In article <1335@Shasta.STANFORD.EDU> andy@Shasta.UUCP (Andy Freeman) writes:
>One argument for fixed window sizes is that register access
>shouldn't require an addition.  Bit-wise or is one thing (or the
>register number with the current base to determine the register);
>addition is an expensive operation to put on the register access
>data path.  This basically restricts window sizes to powers of two.
>
>Then again, I seem to remember that the window size wasn't a power
>of two on the Berkeley RISC, which surprised me.  Maybe I'm wrong.
>
True, the entire window in the Berkeley scheme (and Pyramid) isn't a power
of two in size, but the amount allocated/deallocated on call/return *is*
a power of two:  6 in, 10 local, 6 out = 22.  But 6 of those are overlapped
and aren't allocated on call, thus, 16 is the allocation size.

Also, the Berkeley scheme requires more than a simple or function; see
Katevenis' thesis.

    bcase
---------
It'll be worth it.  Keep watching this space.

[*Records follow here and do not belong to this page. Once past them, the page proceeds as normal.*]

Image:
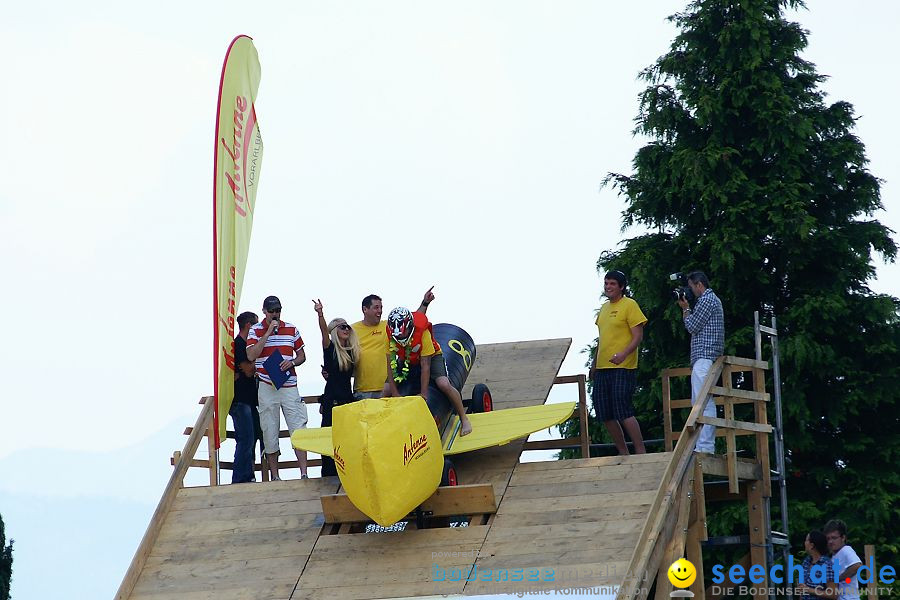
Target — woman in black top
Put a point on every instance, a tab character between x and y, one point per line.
340	349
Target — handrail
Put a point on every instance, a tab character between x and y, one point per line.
168	498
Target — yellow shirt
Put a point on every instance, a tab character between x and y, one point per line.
614	322
371	369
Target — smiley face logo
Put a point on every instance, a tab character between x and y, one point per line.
682	573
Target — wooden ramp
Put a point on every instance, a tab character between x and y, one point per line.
559	524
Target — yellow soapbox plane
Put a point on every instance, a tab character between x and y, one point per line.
390	452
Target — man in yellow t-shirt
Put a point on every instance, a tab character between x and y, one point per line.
370	373
620	323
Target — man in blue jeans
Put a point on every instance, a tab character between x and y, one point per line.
244	404
706	324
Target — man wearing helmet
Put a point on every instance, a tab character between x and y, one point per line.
414	351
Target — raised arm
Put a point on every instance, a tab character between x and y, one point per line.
323	326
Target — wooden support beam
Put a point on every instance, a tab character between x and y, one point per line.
475	499
726	586
737	393
746	468
697	529
745	426
730	441
676	372
746	362
165	503
552	444
762	439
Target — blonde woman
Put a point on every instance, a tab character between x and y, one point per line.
340	349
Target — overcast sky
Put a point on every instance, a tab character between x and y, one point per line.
407	144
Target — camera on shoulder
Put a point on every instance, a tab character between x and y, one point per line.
683	290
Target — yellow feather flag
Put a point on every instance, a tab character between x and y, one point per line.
238	158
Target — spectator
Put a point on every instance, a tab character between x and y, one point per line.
821	583
371	373
340	349
846	561
620	324
415	355
706	324
264	339
244	403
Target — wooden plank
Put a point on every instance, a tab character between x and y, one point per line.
527	505
756	521
587	473
581	515
187	531
676	372
474	499
272	591
552	491
746	362
553	444
731	423
872	586
703	397
165	503
762	440
738	393
746	468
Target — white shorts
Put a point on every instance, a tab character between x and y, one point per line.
272	403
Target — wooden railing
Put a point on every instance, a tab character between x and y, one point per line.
176	481
213	467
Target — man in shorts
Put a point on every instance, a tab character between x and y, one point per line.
620	323
265	338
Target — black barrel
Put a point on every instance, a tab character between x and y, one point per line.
458	349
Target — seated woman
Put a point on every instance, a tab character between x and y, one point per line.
340	349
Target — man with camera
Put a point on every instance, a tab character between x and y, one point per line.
620	324
706	324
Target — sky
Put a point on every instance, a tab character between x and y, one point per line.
407	144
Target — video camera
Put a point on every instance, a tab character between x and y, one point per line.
683	290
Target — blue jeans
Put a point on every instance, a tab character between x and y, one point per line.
241	414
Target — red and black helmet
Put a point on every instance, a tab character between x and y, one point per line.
400	324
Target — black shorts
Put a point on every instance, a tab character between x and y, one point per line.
612	392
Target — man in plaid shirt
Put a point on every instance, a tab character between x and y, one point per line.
706	324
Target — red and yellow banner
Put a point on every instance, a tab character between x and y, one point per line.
238	158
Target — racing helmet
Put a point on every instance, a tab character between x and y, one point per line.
400	324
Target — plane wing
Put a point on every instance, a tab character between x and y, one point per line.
502	426
316	439
494	428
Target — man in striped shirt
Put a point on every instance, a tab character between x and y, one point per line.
265	338
706	324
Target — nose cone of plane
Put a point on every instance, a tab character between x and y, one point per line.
388	455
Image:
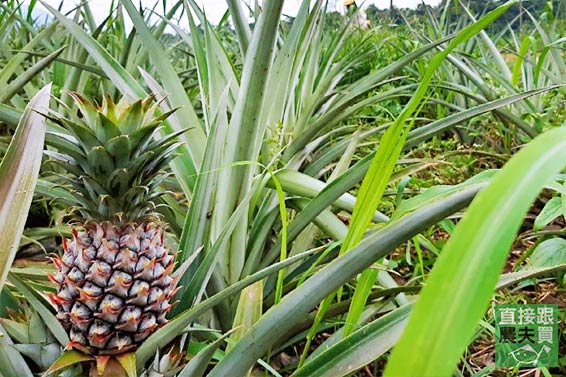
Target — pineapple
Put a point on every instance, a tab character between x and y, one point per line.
114	279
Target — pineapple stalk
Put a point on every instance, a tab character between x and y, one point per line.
114	277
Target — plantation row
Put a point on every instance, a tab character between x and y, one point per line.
282	196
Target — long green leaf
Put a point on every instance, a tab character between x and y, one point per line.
18	176
12	363
274	325
462	281
381	167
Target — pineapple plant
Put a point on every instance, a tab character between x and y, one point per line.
115	280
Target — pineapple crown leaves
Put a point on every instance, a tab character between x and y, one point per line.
113	164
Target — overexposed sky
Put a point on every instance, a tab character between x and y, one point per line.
216	8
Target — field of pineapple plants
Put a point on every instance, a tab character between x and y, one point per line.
279	196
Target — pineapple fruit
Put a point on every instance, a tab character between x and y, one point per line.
114	279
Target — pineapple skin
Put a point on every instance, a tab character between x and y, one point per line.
114	282
114	286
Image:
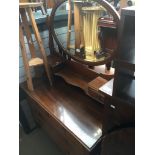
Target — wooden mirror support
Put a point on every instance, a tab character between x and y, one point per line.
88	34
75	69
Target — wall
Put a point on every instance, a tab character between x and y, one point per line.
45	37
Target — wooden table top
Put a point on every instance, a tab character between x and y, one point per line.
29	5
75	111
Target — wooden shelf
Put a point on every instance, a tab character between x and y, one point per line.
125	64
77	75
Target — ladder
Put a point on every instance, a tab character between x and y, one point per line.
26	11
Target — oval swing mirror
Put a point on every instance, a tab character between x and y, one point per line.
86	30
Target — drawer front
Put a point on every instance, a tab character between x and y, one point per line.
61	136
50	125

johnw@astroatc.UUCP (02/26/87)

Its clear to me from the questions, that many people don't understand RISC.

RISC stands for Reduced Istruction Set Computer.

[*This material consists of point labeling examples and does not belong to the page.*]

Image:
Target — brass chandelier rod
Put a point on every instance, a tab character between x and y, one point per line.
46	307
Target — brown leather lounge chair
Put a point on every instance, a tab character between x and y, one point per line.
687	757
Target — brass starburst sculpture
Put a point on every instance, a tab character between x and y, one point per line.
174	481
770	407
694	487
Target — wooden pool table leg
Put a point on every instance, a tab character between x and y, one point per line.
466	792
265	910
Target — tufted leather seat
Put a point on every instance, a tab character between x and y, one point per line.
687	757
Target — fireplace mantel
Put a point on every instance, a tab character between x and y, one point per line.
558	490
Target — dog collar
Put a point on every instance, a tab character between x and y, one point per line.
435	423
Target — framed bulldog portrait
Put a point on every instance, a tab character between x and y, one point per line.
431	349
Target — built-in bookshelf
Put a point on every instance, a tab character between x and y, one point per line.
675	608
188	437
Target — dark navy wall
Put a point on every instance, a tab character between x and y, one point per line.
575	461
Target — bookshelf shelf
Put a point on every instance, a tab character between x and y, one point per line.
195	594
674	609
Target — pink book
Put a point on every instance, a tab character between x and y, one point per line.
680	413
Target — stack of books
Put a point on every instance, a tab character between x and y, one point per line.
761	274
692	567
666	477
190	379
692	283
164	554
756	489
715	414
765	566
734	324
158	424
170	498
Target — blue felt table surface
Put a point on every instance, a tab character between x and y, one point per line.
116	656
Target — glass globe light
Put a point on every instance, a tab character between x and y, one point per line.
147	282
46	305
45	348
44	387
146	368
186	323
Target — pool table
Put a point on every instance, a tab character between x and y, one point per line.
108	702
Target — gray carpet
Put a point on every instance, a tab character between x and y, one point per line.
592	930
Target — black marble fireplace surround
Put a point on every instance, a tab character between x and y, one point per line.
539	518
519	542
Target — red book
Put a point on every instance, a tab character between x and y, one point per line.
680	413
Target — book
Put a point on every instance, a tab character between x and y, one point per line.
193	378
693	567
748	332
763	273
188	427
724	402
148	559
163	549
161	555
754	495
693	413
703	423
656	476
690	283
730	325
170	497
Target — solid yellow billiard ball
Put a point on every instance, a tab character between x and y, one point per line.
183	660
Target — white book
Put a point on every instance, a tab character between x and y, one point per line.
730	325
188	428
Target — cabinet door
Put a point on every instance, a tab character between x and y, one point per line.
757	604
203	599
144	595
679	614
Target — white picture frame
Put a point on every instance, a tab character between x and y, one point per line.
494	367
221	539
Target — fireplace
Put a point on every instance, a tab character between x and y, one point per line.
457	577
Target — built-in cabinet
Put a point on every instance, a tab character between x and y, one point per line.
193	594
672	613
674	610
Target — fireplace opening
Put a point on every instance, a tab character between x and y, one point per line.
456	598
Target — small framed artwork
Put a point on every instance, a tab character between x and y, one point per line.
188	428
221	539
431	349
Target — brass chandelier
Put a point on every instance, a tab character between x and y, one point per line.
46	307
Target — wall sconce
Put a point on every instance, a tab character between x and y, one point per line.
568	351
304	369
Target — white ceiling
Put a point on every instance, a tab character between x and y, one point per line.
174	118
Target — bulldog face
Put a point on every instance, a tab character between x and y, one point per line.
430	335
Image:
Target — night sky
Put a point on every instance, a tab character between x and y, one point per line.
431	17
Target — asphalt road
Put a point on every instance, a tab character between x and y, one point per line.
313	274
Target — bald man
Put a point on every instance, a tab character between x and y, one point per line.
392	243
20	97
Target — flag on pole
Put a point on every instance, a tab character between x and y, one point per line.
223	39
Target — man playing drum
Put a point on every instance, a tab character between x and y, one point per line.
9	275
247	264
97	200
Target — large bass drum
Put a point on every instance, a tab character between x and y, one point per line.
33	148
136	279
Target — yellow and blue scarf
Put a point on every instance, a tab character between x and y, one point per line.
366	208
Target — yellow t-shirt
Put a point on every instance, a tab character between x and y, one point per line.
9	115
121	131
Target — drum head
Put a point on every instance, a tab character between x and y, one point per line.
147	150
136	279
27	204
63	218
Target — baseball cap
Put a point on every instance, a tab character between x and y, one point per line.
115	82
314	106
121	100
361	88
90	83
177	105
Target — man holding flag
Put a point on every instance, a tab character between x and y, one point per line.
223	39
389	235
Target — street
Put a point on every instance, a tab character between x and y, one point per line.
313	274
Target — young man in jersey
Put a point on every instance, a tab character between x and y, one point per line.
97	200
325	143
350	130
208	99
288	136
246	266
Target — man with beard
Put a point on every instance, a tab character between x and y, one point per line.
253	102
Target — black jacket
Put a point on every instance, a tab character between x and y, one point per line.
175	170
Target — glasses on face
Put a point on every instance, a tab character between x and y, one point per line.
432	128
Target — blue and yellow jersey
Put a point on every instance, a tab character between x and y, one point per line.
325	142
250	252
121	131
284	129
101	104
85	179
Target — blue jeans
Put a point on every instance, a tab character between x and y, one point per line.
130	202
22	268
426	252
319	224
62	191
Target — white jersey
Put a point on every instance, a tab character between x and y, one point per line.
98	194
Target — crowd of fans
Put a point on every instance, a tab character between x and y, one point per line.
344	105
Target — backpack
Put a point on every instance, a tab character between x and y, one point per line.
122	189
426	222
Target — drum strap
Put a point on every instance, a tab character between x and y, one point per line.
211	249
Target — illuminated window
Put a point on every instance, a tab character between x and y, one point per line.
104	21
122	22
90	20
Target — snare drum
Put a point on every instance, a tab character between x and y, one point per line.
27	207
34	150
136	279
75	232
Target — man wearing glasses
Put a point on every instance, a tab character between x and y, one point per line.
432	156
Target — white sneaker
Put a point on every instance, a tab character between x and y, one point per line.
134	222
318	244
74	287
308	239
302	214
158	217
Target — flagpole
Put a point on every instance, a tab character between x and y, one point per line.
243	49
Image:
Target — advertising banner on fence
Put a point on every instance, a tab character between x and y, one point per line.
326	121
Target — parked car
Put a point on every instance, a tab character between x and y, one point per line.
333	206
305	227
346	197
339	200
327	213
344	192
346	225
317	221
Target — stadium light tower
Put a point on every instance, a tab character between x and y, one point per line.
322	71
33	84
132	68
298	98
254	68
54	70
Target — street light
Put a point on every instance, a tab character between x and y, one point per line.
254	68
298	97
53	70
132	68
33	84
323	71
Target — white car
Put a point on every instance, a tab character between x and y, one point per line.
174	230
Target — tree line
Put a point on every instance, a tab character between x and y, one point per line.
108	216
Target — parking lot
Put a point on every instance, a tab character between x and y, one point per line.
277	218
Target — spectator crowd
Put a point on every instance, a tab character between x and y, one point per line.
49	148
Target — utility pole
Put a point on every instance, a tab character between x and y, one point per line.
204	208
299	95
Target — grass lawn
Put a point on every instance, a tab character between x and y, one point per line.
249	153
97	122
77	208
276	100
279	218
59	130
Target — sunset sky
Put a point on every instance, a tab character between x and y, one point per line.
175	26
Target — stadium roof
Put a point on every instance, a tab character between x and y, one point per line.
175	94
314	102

Features common to RISC machines:
 + One load/one store insturction.   (All others are reg-to-reg.)
 + Regular (read: easy to decode) instructions
    uaually a single (or limited set of) instruction format(s)
 + usually a fairly small set of insturctions

Additional features of the Berkeley RISC machine:
  + Register Windows
  + delayed branchs
  + Reg 0 is always 0
  + a one-bit field in the instuction to set codition codes
	(This was a great feature, in my opionion)
  + 3 operands/instruction

The Purpose of Register Windows was to remove the need for a cache.  As a
student project, a real cache design was deemed too hard.  In practice, I
think the Sun/3's and similar machines are proving that windows are not
the "only-true-way" to get good performace.

The division of registers:
-------------------------
Reg 0		always 0
Reg 1-9		Global (static) registers
Reg 10-16  (6)  input parameters
Reg 17-27 (10)  locals
Reg 28-31  (6)  output parameters

This 6/10/6 division of register is arbitrary, but is kept fixed to insure
maximum speed.  To make it dynamic, would require a size-register
(effectively nargs() value) probably *IN* the window (otherwize it would
not be possible to unwind the call-stack).

The division of register (6/10/6) was selected carfully, after weeks of
study on real code (see the RISC article in Computer, a few years back)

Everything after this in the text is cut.